# How do I find generalized eigenvector? [duplicate]

I have matrix: $A=\begin{pmatrix} 5 & 1 & 0 \\ 0 & 5 & 0 \\ 0 & 0 & 5 \end{pmatrix}$I found 2 eigenvectors: $\vec{v_{1} } =\begin{pmatrix} 1 \\ 0 \\ 0 \end{pmatrix} \vec{v_{2} } =\begin{pmatrix} 0 \\ 0 \\ 1 \end{pmatrix}$Formula for generalized eigenvector is: $\left(A-\lambda I\right)\vec{x}=\vec{v}$How do I find generalized eigenvector and how do I know how much of them there are?If I put in this formula, I get $x_2=1$(for 1. eigenvector) and $x_2=0$ (for 2. eigenvector)? What will I do with $x_3$? Put the numbers I want or?

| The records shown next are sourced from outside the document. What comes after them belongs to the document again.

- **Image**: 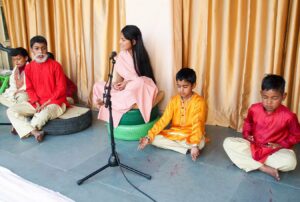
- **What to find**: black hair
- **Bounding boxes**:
[10,47,31,62]
[176,67,197,85]
[261,74,285,94]
[121,25,156,83]
[30,35,47,48]
[47,52,55,60]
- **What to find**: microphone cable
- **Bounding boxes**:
[116,153,156,202]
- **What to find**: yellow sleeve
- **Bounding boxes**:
[187,99,207,145]
[148,99,174,142]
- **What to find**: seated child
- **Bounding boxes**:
[223,74,300,180]
[138,68,207,161]
[47,52,77,105]
[0,47,31,107]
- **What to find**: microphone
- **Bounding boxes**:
[0,43,14,55]
[109,51,117,60]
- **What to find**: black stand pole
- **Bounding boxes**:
[77,53,151,185]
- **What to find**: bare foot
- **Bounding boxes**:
[10,127,18,135]
[259,165,280,181]
[31,130,45,142]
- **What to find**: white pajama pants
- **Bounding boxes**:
[7,102,66,138]
[223,137,297,172]
[152,135,205,154]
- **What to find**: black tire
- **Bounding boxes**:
[119,105,159,125]
[43,110,92,135]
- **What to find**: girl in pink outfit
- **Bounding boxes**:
[93,25,158,127]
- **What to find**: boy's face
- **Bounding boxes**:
[176,80,196,99]
[260,89,286,113]
[12,55,28,68]
[31,43,48,63]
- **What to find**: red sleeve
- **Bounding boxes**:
[66,76,77,97]
[280,114,300,148]
[243,107,253,139]
[25,63,39,104]
[50,64,66,101]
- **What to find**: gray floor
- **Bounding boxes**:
[0,106,300,202]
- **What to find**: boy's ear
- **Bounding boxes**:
[282,93,287,100]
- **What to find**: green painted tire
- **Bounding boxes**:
[106,117,159,140]
[119,105,159,125]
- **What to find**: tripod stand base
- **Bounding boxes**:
[77,154,151,185]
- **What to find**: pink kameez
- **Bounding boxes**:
[93,51,158,127]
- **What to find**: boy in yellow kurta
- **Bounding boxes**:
[138,68,207,161]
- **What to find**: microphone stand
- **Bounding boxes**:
[0,43,13,126]
[77,53,151,185]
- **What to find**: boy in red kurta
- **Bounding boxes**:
[223,75,300,180]
[7,36,67,142]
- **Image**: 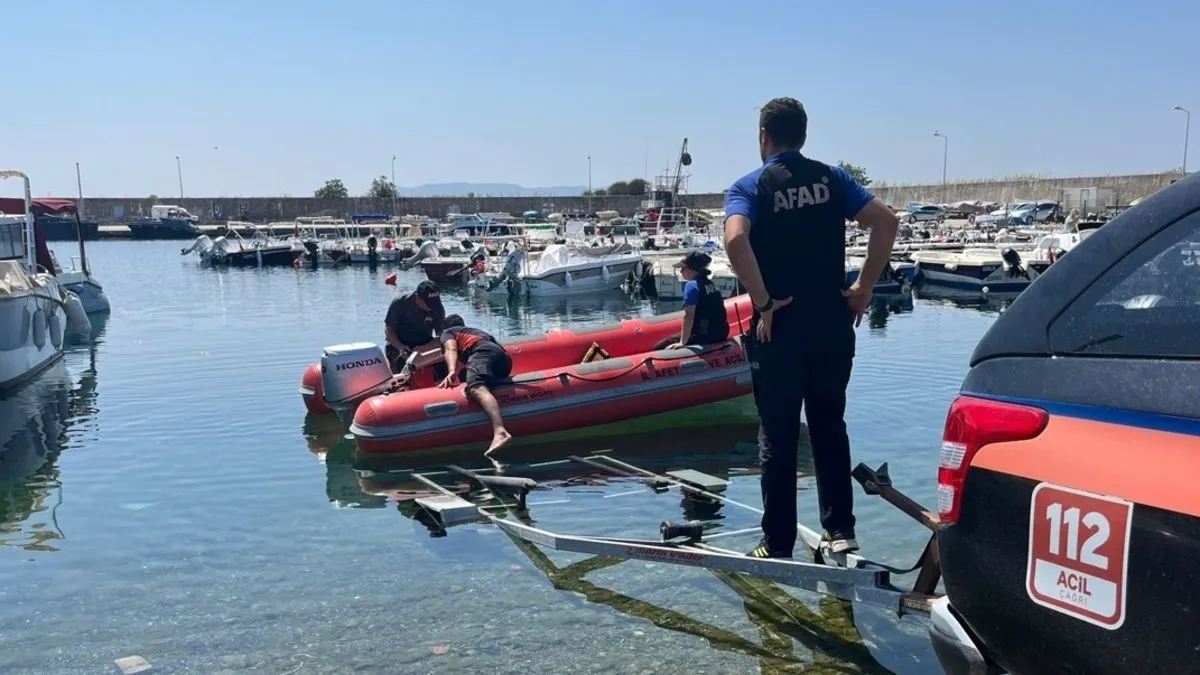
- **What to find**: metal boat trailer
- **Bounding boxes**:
[412,454,941,615]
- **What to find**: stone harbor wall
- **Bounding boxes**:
[72,173,1180,223]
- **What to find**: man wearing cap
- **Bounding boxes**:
[383,281,446,372]
[671,251,730,348]
[725,97,899,557]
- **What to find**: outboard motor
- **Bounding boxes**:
[304,239,320,269]
[367,234,379,267]
[320,342,392,426]
[487,249,526,291]
[397,236,438,269]
[1000,249,1028,276]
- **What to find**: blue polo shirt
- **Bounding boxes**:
[725,151,875,225]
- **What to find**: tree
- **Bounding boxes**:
[367,175,397,201]
[312,178,350,199]
[838,162,871,187]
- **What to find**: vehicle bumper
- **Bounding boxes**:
[929,596,1004,675]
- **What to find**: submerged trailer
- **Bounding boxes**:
[413,454,941,615]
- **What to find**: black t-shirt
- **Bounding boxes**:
[440,325,499,359]
[383,292,445,348]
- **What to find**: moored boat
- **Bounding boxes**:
[300,295,752,414]
[350,340,751,454]
[912,249,1038,293]
[0,171,73,392]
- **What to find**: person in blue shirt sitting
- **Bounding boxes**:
[670,251,730,350]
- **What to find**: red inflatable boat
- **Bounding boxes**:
[350,334,750,454]
[300,294,752,413]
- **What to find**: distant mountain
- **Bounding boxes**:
[397,183,587,197]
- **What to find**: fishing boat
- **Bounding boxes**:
[300,295,752,417]
[0,171,79,392]
[470,244,642,295]
[912,249,1038,293]
[181,227,305,268]
[421,239,487,283]
[130,204,200,239]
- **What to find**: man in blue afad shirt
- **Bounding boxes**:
[725,98,899,557]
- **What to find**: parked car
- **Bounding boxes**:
[930,174,1200,675]
[1008,202,1063,226]
[904,204,946,223]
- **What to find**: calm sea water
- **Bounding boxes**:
[0,241,995,674]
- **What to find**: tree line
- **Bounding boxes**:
[312,162,871,201]
[312,175,400,201]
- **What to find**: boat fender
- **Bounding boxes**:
[63,291,91,334]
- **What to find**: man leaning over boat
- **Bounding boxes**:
[383,281,446,372]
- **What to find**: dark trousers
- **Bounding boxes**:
[748,307,854,551]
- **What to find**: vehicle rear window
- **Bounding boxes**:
[1050,213,1200,358]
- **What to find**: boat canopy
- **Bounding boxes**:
[0,197,74,217]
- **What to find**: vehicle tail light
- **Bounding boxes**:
[937,395,1050,525]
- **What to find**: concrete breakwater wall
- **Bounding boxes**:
[871,172,1181,208]
[75,173,1180,223]
[83,195,725,223]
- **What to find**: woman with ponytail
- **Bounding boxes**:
[671,251,730,348]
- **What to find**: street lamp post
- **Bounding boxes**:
[934,131,950,204]
[1175,106,1192,173]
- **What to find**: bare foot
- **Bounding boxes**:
[484,429,512,458]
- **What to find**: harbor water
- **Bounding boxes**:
[0,241,995,675]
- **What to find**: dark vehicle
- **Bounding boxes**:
[930,174,1200,675]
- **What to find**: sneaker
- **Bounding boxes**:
[746,542,792,558]
[823,532,858,554]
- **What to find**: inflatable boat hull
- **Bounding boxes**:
[300,294,752,414]
[350,341,750,454]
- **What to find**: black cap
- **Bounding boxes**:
[416,280,442,310]
[679,251,713,271]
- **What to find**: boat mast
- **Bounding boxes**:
[76,162,91,276]
[0,169,37,275]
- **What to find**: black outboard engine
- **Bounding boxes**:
[1000,249,1028,277]
[367,234,379,267]
[304,240,320,269]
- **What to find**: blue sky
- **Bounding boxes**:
[7,0,1200,197]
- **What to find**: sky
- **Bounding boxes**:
[0,0,1200,197]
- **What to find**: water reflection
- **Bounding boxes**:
[338,423,923,673]
[866,293,912,328]
[472,288,657,335]
[0,316,108,551]
[913,283,1021,313]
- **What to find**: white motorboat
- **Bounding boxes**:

## marked as duplicate by JMoravitz, colormegone, Leucippus, Daniel W. Farlow, ShaileshMay 23 '16 at 1:45

Since A is 3x3 and linearly independent, you will have 3 (generalized) eigenvectors. Assuming that $x_1,\vec{v_1}$ and $x_2, \vec{v_2}$ are correct, then you'll have one more pair of a generalized eigenvalue and generalized eigenvector, $x_3,\vec{v_3}$. You can find this by pair solving $(A-x_3 I)^2 \vec{v_3} = 0$.